First Author  Kapellos TS Year  2019
Journal  FASEB J Volume  33
Issue  5 Pages  6154-6167
PubMed ID  30799631 Mgi Jnum  J:291368
Mgi Id  MGI:6444966 Doi  10.1096/fj.201802524R
Citation  Kapellos TS, et al. (2019) Cannabinoid receptor 2 deficiency exacerbates inflammation and neutrophil recruitment. FASEB J 33(5):6154-6167
abstractText  Cannabinoid receptor (CB)2 is an immune cell-localized GPCR that has been hypothesized to regulate the magnitude of inflammatory responses. However, there is currently no consensus as to the mechanism by which CB2 mediates its anti-inflammatory effects in vivo. To address this question, we employed a murine dorsal air pouch model with wild-type and CB2(-/-) 8-12-wk-old female and male C57BL/6 mice and found that acute neutrophil and lymphocyte antigen 6 complex, locus C(hi) monocyte recruitment in response to Zymosan was significantly enhanced in CB2(-/-) mice. Additionally, levels of matrix metalloproteinase 9 and the chemokines C-C motif chemokine ligand (CCL)2, CCL4, and C-X-C motif chemokine ligand 10 in CB2(-/-) pouch exudates were elevated at earlier time points.
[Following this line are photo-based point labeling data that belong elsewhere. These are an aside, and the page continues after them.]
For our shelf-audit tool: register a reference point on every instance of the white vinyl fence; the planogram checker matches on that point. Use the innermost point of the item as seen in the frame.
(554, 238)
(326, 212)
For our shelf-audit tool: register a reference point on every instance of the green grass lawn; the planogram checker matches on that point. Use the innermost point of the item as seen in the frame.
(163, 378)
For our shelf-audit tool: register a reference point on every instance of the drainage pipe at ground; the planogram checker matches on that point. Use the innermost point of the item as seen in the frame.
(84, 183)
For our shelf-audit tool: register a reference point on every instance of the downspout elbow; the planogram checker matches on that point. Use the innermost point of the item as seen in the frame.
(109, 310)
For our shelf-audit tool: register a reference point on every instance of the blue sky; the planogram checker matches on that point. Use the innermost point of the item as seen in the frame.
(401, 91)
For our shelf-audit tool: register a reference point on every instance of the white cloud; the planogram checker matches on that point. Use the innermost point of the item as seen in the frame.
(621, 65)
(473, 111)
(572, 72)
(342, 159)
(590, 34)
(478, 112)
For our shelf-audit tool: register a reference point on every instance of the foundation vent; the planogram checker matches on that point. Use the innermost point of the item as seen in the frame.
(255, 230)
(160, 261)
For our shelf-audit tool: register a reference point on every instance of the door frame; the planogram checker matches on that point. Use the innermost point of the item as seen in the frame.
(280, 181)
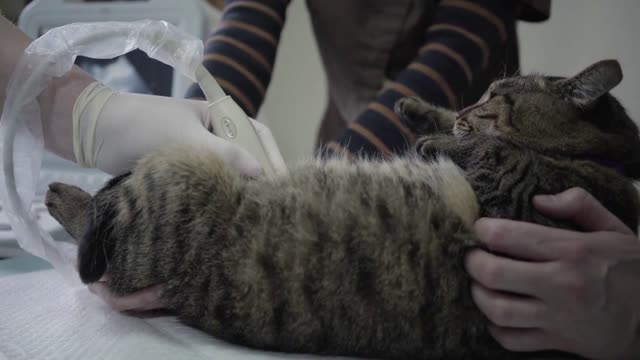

Importantly, using mixed bone marrow chimeras, we revealed that the proinflammatory phenotype in CB2(-/-) mice is neutrophil-intrinsic rather than stromal cell-dependent. Indeed, neutrophils isolated from CB2(-/-) mice exhibited an enhanced migration-related transcriptional profile and increased adhesive phenotype, and treatment of human neutrophils with a CB2 agonist blocked their endothelial transmigration. Overall, we have demonstrated that CB2 plays a nonredundant role during acute neutrophil mobilization to sites of inflammation and, as such, it could represent a therapeutic target for the development of novel anti-inflammatory compounds to treat inflammatory human diseases.-Kapellos, T. S., Taylor, L., Feuerborn, A., Valaris, S., Hussain, M. T., Rainger, G. E., Greaves, D. R., Iqbal, A. J. Cannabinoid receptor 2 deficiency exacerbates inflammation and neutrophil recruitment.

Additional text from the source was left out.